The HiLo-Token Framework. Building on LazyDiffusion, which by default keeps only tokens inside a dilated mask, HiLo-Token adds two parallel branches to recover the context that dilation alone discards, while keeping token selection cheap and input-adaptive:

  1. Low-frequency tokens: the input image is aggressively downsampled by 16× and encoded through the VAE and a low-frequency patch-embedding layer, producing a small number of tokens that capture blurry but globally consistent structure. Because there are so few of them, all are retained.
  2. High-frequency tokens: outside the dilated mask, a normalized spatial-frequency map is computed using only two Sobel convolutions (no learned context encoder), then pooled at the token-grid resolution to select coherent, high-frequency regions rather than scattered pixels. This avoids relying on attention-based importance, which can fail when the relevant content—like the occluded half of a symmetric pattern—has not yet been generated at early diffusion steps.

The selected high-frequency tokens are concatenated with the low-frequency tokens to form the final HiLo-Token representation fed to the DiT. The whole selection process costs roughly 10 ms, compared to the cost of a full transformer-based context encoder it replaces.

HiLo-Token framework overview

Fig.5 - Overview of the HiLo-Token framework.

The figure below compares the token selection maps of LazyDiffusion and HiLo-Token on images with complex textures or occluded symmetric patterns. White regions denote selected tokens; HiLo-Token’s frequency-aware selection captures the symmetric high-frequency structure that correlation-based selection misses.

Token selection comparison between LazyDiffusion and HiLo-Token

Fig.6 - Token selection comparison on images with complex textures or occluded symmetric high-frequency patterns. White regions denote selected tokens.

Results. HiLo-Token is applied during supervised fine-tuning of the ME specialists and remains compatible with the subsequent DMD-style few-step distillation, which minimizes the KL divergence $D_{KL}(p_s | p_t)$ between the student and teacher output distributions. On 92 representative editing cases split into small, medium, and large mask-ratio groups (average ratios of 6.38%, 15.92%, and 35.36%), HiLo-Token accelerates the DiT by 1.67×, 2.59×, and 3.13×, respectively, translating to end-to-end speedups of 1.33×, 1.66×, and 1.77×.

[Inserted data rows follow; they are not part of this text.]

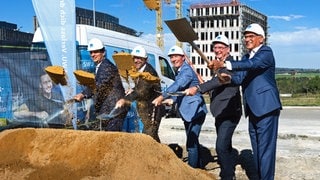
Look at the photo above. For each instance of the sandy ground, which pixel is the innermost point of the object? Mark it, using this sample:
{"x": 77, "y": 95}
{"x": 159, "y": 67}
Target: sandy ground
{"x": 68, "y": 154}
{"x": 298, "y": 150}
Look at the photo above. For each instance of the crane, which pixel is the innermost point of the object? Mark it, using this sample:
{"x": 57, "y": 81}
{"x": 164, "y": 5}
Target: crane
{"x": 156, "y": 5}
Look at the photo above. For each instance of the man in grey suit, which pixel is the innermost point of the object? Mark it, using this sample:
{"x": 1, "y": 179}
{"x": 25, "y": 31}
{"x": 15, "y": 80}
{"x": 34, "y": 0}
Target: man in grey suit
{"x": 260, "y": 98}
{"x": 192, "y": 109}
{"x": 225, "y": 106}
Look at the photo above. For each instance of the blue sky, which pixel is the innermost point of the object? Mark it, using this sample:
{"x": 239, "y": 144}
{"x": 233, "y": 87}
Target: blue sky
{"x": 294, "y": 24}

DiT latency speedup across mask-ratio groups

Fig.7 - Latency speedup of the ME model with HiLo-Token across three ranges of mask ratios.

A user study comparing removal, generative fill, and generative expand specialists with and without HiLo-Token shows comparable editing quality, with tie rates of 48%, 70%, and 81% across the three tasks, and no consistent quality regression. HiLo-Token is also fully compatible with FP8 quantization (up to 40% additional latency reduction) and further distillation to 5 steps (an additional 37.5% reduction), and these gains translate directly into production: serving the Remove feature with HiLo-Token reduces the number of required AWS p5.48xlarge nodes by 33%.

User study results with and without HiLo-Token

Fig.8 - User study results with and without HiLo-Token across removal, generative fill, and generative expand tasks.

Representative Remove Tool and Generative Fill results with HiLo-Token

Fig.9 - Representative Remove Tool and Generative Fill results with HiLo-Token applied.

In short, HiLo-Token shows that principled, input-adaptive token pruning—guided by simple frequency cues rather than learned attention—can cut DiT serving costs substantially without sacrificing editing quality, and it is already powering the Remove Tool and Generative Fill experiences in the latest Photoshop.